Segundo a posição assumida pelo Ministério Público esta tarde, à qual o Expresso teve acesso, o procurador João de Melo, do DCIAP (Departamento Central de Investigação e Ação Penal), propõe também ao juiz Carlos Alexandre a proibição do empresário ausentar-se para o estrangeiro.
O Ministério Público quer ainda que Manuel Godinho não possa sair da zona do Furadouro, em Ovar, localidade onde reside, para além de não poder contactar os outros arguidos, à exceção daqueles que são seus familiares.
Prazo de prisão preventiva prestes a expirar
O sucateiro de Ovar é o único preso preventivo do caso judicial Face Oculta, relacionado com os alegados esquemas de favorecimento visando a adjudicação de concursos junto de empresas públicas e envolvendo supostamente o ex-ministro socialista Armando Vara.
A eventual libertação de Manuel Godinho, a quatro dias de expirar o prazo máximo de prisão preventiva, na próxima segunda-feira, 28 de fevereiro, será decidida nas próximas horas pelo juiz Carlos Alexandre.
Este magistrado está a instruir o processo Face Oculta em Lisboa, no Tribunal Central de Instrução Criminal, tendo agendado já para 14 de março a leitura do despacho instrutório, isto é, duas semanas após expirar o limite da prisão preventiva em que Manuel Godinho se encontra desde 28 de outubro de 2009, na cadeia regional de Aveiro.

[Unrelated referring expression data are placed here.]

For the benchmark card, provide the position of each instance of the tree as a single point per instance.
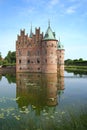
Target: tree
(0, 56)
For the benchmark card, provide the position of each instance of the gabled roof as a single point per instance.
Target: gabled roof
(49, 35)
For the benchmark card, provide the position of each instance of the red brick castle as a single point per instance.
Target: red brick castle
(38, 52)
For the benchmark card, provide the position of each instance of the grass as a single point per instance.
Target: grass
(71, 121)
(76, 69)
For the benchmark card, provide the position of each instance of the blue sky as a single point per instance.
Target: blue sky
(68, 19)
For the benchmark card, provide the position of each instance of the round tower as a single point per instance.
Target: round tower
(60, 58)
(49, 52)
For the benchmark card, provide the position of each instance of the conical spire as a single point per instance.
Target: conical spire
(31, 31)
(48, 23)
(60, 46)
(49, 35)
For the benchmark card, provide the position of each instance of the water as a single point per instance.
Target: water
(40, 101)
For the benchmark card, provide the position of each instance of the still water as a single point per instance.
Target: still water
(40, 101)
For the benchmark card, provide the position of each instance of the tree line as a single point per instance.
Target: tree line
(77, 62)
(10, 59)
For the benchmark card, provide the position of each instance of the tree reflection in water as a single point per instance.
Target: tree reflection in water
(38, 90)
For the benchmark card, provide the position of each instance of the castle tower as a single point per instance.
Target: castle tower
(49, 52)
(60, 58)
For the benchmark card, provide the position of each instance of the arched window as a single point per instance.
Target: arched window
(38, 61)
(28, 53)
(19, 61)
(28, 61)
(19, 53)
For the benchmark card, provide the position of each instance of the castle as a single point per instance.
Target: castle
(38, 52)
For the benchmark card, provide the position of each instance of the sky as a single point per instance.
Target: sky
(68, 19)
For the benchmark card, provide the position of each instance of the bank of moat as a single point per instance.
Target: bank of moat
(39, 53)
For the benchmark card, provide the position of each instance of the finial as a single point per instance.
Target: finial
(48, 23)
(59, 39)
(31, 30)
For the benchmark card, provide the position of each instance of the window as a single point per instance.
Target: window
(38, 53)
(28, 61)
(19, 53)
(45, 60)
(28, 53)
(52, 45)
(19, 61)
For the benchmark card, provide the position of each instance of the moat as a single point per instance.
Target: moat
(42, 101)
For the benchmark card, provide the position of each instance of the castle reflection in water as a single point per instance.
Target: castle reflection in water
(38, 90)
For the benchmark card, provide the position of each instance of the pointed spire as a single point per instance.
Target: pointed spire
(49, 23)
(31, 31)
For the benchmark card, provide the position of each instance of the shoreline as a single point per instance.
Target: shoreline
(9, 69)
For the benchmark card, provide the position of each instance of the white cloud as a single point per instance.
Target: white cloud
(53, 3)
(71, 10)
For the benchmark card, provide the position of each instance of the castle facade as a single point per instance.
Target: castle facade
(38, 52)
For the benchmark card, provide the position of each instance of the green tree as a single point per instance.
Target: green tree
(0, 56)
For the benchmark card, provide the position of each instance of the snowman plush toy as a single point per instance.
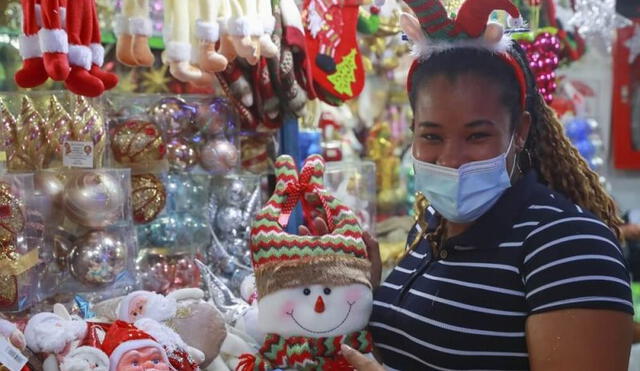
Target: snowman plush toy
(314, 292)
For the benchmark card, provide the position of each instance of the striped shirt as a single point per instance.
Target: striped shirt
(534, 251)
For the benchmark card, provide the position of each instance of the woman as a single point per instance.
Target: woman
(516, 264)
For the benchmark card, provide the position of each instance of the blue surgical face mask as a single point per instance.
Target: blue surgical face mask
(464, 194)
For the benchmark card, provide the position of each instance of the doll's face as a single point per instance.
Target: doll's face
(136, 308)
(316, 310)
(147, 359)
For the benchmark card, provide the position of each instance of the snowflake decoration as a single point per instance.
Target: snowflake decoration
(634, 44)
(597, 20)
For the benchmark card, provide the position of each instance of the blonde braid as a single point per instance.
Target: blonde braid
(563, 168)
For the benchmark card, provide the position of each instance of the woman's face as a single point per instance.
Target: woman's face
(464, 120)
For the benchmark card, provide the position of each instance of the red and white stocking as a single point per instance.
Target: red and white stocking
(80, 30)
(32, 73)
(109, 80)
(53, 39)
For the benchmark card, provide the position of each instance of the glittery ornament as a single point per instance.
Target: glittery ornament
(94, 199)
(137, 141)
(12, 219)
(59, 128)
(31, 151)
(634, 44)
(148, 197)
(174, 115)
(97, 258)
(48, 186)
(8, 292)
(88, 126)
(218, 155)
(181, 155)
(7, 130)
(597, 20)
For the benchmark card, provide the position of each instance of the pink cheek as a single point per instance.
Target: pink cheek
(354, 294)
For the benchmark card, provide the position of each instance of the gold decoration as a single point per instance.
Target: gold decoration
(156, 80)
(148, 197)
(59, 128)
(88, 126)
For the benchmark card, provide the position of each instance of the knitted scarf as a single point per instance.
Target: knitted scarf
(305, 353)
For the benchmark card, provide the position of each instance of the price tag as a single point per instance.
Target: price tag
(77, 154)
(10, 356)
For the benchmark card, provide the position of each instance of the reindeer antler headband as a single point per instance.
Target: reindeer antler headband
(432, 32)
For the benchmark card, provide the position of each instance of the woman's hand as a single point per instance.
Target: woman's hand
(373, 248)
(359, 361)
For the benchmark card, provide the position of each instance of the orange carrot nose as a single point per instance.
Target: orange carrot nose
(319, 305)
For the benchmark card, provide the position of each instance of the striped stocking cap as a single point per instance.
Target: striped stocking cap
(282, 260)
(432, 31)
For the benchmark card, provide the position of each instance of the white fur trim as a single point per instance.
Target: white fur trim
(245, 26)
(268, 24)
(178, 52)
(97, 54)
(38, 15)
(82, 357)
(207, 31)
(131, 345)
(121, 25)
(427, 48)
(53, 41)
(140, 26)
(30, 46)
(80, 55)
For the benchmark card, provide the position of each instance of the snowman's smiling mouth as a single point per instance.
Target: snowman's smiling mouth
(325, 331)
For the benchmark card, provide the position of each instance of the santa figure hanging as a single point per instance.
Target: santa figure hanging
(314, 292)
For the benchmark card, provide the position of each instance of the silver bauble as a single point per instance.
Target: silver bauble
(94, 199)
(97, 258)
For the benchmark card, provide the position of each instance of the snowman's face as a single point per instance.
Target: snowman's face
(316, 310)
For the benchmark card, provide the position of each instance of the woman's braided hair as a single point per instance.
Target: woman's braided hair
(552, 155)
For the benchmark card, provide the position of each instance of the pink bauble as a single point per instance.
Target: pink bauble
(218, 155)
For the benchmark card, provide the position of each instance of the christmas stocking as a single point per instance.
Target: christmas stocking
(32, 72)
(80, 29)
(53, 39)
(208, 34)
(337, 68)
(109, 80)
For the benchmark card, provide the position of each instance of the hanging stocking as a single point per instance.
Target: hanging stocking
(32, 73)
(337, 68)
(79, 29)
(109, 80)
(53, 40)
(208, 34)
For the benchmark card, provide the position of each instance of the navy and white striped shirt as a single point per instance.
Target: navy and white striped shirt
(534, 251)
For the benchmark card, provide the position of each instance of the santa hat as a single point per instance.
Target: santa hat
(158, 307)
(432, 31)
(282, 260)
(123, 337)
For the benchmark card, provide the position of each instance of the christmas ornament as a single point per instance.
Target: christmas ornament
(174, 115)
(137, 141)
(634, 44)
(148, 197)
(48, 186)
(218, 155)
(181, 154)
(30, 137)
(58, 127)
(597, 20)
(88, 126)
(12, 218)
(94, 199)
(97, 258)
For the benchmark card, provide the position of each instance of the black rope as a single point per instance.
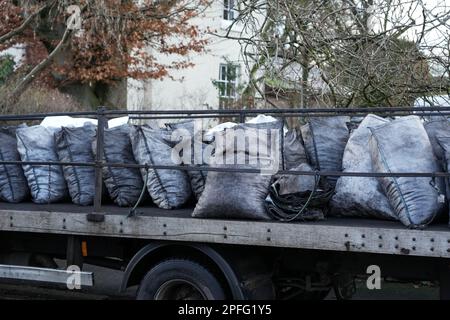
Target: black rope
(132, 211)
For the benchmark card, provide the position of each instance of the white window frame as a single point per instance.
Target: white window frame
(225, 91)
(229, 10)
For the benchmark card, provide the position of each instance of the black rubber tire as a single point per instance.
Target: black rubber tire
(183, 270)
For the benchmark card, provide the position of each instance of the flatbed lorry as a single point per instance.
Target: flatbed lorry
(170, 255)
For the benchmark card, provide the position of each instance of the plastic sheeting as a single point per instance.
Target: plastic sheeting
(74, 145)
(360, 196)
(298, 197)
(325, 139)
(435, 128)
(444, 143)
(46, 182)
(238, 195)
(192, 143)
(293, 150)
(124, 185)
(403, 146)
(169, 188)
(13, 184)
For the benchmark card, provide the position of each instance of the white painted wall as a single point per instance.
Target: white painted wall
(193, 87)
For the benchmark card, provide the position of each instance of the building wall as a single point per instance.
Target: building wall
(192, 88)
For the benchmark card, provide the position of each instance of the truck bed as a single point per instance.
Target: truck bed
(337, 234)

Jornalistas aguardam à porta da cadeia de Aveiro
Manuel Godinho, de 55 anos, preso preventivamente há quase 16 meses, encontra-se com "problemas graves de saúde" (diabetes e complicações cardíacas), o que foi confirmado há uma semana, em Coimbra, por peritos do Instituto Nacional de Medicina Legal.
O fim da prisão preventiva tinha sido requerido pelo advogado Artur Marques, que defende Manuel Godinho no processo Face Oculta e que responderá hoje ou amanhã à posição do Ministério Público.
Desde ontem, vários jornalistas têm passado horas consecutivas em frente à cadeia de Aveiro à espera da previsível e iminente saída de Manuel Godinho.